Here is a minimal example to illustrate the issue:
import torch
import torch.nn as nn
from torch.autograd import grad
model = nn.Sequential(nn.Linear(1, 10), nn.Tanh(), nn.Linear(10, 1))
def loss1(x, u):
return torch.mean(u)
def loss2(x, u):
d_u_x = grad(u, x, torch.ones_like(u), retain_graph=True, create_graph=True)[0]
return torch.mean(d_u_x)
x = torch.randn(10, 1)
x.requires_grad_()
u = model(x)
loss = loss2(x, u)
d_loss_params = grad(loss, model.parameters(), retain_graph=True)
If I change the second to last line to read loss = loss1(x, u)
things work as expected.
Update: it appears to be working if I set bias=False
for the nn.Linear
s. OK, that makes some sense since the bias is not trainable. But that begs the question, how do I extract only the trainable parameters to use in the gradient computation?
Upvotes: 0
Views: 23
Reputation: 454
This was solved by passing allow_unused=True
and materialize_grads=True
to grad
. That is:
d_loss_params = grad(loss, model.parameters(), retain_graph=True, allow_unused=True, materialize_grads=True)

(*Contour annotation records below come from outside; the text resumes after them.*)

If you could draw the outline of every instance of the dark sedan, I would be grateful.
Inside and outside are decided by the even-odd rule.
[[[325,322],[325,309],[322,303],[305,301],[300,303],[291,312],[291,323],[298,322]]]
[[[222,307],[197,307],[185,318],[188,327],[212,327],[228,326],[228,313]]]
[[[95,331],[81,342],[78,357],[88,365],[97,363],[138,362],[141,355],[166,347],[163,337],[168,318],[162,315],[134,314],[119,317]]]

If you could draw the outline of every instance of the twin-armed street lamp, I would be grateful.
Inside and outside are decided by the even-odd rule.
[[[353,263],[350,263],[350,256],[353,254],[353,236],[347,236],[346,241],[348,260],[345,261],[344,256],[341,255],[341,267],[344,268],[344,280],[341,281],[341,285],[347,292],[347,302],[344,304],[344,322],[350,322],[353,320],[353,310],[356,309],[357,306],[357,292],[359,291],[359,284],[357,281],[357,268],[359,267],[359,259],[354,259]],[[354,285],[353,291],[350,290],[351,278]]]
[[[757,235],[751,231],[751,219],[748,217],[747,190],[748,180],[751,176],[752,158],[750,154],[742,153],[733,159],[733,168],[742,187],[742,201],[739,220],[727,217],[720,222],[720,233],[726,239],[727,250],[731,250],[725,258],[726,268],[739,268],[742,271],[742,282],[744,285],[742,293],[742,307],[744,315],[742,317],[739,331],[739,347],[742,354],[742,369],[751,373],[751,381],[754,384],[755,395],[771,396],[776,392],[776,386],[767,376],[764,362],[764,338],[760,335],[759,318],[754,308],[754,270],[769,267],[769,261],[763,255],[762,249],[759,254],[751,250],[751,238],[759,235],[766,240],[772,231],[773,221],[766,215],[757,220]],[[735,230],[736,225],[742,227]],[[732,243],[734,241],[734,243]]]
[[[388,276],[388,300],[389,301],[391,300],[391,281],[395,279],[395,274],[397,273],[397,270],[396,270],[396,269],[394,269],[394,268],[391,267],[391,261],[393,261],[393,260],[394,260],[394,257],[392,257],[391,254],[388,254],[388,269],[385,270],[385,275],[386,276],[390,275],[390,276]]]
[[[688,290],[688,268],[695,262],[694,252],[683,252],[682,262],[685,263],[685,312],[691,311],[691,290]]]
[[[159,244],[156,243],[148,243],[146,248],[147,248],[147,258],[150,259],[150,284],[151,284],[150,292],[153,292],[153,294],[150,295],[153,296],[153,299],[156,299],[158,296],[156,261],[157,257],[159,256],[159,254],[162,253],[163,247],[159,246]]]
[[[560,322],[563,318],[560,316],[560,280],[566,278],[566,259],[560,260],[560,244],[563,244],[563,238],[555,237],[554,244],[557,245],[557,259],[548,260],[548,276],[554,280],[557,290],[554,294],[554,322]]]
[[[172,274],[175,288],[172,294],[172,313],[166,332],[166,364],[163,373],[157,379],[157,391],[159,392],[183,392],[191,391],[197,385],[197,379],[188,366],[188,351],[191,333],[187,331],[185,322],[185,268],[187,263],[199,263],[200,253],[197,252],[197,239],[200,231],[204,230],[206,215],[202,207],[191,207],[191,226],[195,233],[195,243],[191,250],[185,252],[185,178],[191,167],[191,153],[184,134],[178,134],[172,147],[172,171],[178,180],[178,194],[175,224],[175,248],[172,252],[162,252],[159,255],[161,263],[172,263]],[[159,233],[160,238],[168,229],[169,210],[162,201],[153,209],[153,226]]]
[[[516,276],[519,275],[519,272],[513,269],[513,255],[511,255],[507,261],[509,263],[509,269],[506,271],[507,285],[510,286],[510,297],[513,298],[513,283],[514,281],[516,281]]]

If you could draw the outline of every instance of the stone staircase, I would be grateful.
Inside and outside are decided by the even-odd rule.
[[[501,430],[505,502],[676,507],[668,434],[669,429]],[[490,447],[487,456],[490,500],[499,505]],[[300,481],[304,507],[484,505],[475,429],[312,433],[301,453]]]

See discussion on https://discuss.pytorch.org/t/gradient-of-loss-that-depends-on-gradient-of-network-with-respect-to-parameters/217275 for more info.
Upvotes: 0
Reputation: 5473
Short answer:
The bias vector of your final layer plays no part in computing d_loss_params
, hence the error. You can get around this by using allow_unused=True
. This will result in the final bias vector having None
for the gradient.
d_loss_params = grad(loss, model.parameters(), retain_graph=True, allow_unused=False)
Long answer:
Take your example network with bias=True
for both linear layers:
model = nn.Sequential(nn.Linear(1, 10, bias=True), nn.Tanh(), nn.Linear(10, 1, bias=False))
Say our input is x
. Then we have:
x1 = a1 * x + b1 # first linear layer
x2 = tanh(x1) # tanh activation
x3 = a1 * x2 + b2 # second linear layer
In your loss, you compute the gradient of x3
with respect to x
. Evaluate the gradient using the chain rule:
d(x3)/d(x) = (d(x3)/d(x2)) * (d(x2)/d(x1)) * (d(x1)/d(x))
d(x3)/d(x2) = a2
d(x2)/d(x1) = 1 - x2**2
d(x1)/d(x) = a1
d(x3)/d(x) = a2 * (1 - x2**2) * a1
You can also verify this. The result of loss2
will be equal to (model[2].weight * (1 - x2.pow(2)) * model[0].weight.T).sum(1).mean()
Now substitute x2
in the expression:
# substitute x2 = tanh(x1) = tanh(a1 * x + b1)
d(x3)/d(x) = a2 * (1 - tanh(a1 * x + b1)**2) * a1
From this, we can see that d(x3)/d(x)
is computed from a2
(weight of the final linear layer), a1
(weight of first linear layer), b1
(bias of first linear layer) and x
(input value). Notably, the bias of the final linear layer b2
does not appear in the expression.
Now we can see what happens when we try to compute d_loss_params = grad(loss, model.parameters(), retain_graph=True, allow_unused=False)
Here loss = (d(x3)/d(x)).mean() = (a2 * (1 - tanh(a1 * x + b1)**2) * a1).mean()
. Our model.parameters()
list contains a1
, b1
, a2
, and b2
. Since b2
does not contribute to our loss value, we cannot compute the gradient of the loss with respet to b2
, hence the error.
The error can be avoided by setting allow_unused=False
, which will return None
values for any parameters not participating in the computation of the output value.
Upvotes: 0